The inherent problem with Canadian democracy- never more stark and revealing than this moment- with each successive layer peeled away, true power resides in an alarming few. A minority vote translates to majority rule, within that minority vote a inner circle of key MP's largely frames the debate, within that group a small cadre of mostly unelected operatives within the PM's office dictates the direction of the entire government apparatus. We have a democracy which someone manifests itself into a virtual dictatorship in practice, based on dubious electoral math. Minorities might be messy, but they provide an accountability function which evaporates in alarming fashion once 50 plus 1 is achieved.

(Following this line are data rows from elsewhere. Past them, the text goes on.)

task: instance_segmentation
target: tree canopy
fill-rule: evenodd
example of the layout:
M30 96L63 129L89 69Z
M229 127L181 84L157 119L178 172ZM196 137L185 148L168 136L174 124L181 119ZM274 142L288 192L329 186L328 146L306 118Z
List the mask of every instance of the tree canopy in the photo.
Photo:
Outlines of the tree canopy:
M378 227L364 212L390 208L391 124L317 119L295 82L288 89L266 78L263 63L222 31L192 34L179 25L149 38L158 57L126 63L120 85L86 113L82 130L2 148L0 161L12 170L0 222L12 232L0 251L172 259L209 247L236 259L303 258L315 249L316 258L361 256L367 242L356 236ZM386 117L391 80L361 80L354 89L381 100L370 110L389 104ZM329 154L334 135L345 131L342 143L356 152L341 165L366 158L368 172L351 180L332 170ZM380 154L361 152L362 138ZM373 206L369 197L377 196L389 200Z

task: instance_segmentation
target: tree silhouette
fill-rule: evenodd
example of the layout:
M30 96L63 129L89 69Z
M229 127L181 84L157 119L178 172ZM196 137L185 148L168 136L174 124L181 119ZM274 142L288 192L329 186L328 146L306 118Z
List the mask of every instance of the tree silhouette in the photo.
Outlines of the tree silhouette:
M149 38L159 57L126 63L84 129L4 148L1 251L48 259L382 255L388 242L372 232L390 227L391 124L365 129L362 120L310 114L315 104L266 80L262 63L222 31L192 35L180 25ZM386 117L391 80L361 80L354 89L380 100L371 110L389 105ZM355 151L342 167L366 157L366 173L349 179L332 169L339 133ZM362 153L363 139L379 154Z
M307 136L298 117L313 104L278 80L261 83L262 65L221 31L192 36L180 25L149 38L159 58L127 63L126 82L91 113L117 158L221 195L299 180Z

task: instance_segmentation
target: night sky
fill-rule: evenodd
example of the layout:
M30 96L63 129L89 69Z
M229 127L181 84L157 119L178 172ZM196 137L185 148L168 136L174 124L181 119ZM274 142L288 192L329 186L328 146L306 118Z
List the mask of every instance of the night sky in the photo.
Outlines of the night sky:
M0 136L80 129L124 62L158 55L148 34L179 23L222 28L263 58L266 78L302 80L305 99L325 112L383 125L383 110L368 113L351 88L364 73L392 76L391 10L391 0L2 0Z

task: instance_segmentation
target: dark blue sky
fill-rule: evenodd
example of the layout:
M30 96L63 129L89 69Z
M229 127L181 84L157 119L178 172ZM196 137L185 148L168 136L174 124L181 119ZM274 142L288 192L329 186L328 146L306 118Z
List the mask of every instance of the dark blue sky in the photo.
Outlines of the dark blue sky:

As the linked piece by Dan Gardner explains, all majorities operate like totalitarian regimes, but with this Harper government we are witnessing a new expression in terms of degree. It is legitimate to ask, what is the point of Parliament in a majority circumstance, particularly one where the government routinely shuts down even the window dressing that is "debate"? What do MP's really do in a majority? Is it fair to say they are empty vessels, essentially representing no one, standing up and down without any true power? Most government MP's are drones, programmed to perform a function, but devoid of truly diverting from the chosen course. Opposition MP's don't hold the government to any standard, at least not in ways that necessarily demands a seat in Parliament. The government doesn't like any particularly debate, they unilaterally shut it down, no true exchange, nor even the slightest indication that any legitimate suggestion would be considered. When you distance yourself from the process that brings people to power, the concrete practice of yielding power is ALARMING in this country.
There are plenty of ideas floating around to reform our system. While solutions still remain somewhat disjointed and piecemeal, the core problems are quickly coming into focus. Perhaps, if there is one "silver lining" in enduring this particular regime, their continual abuse of power will provide the tipping point for a system which isn't just sick, it's effectively dead in terms of FUNCTIONING democracy.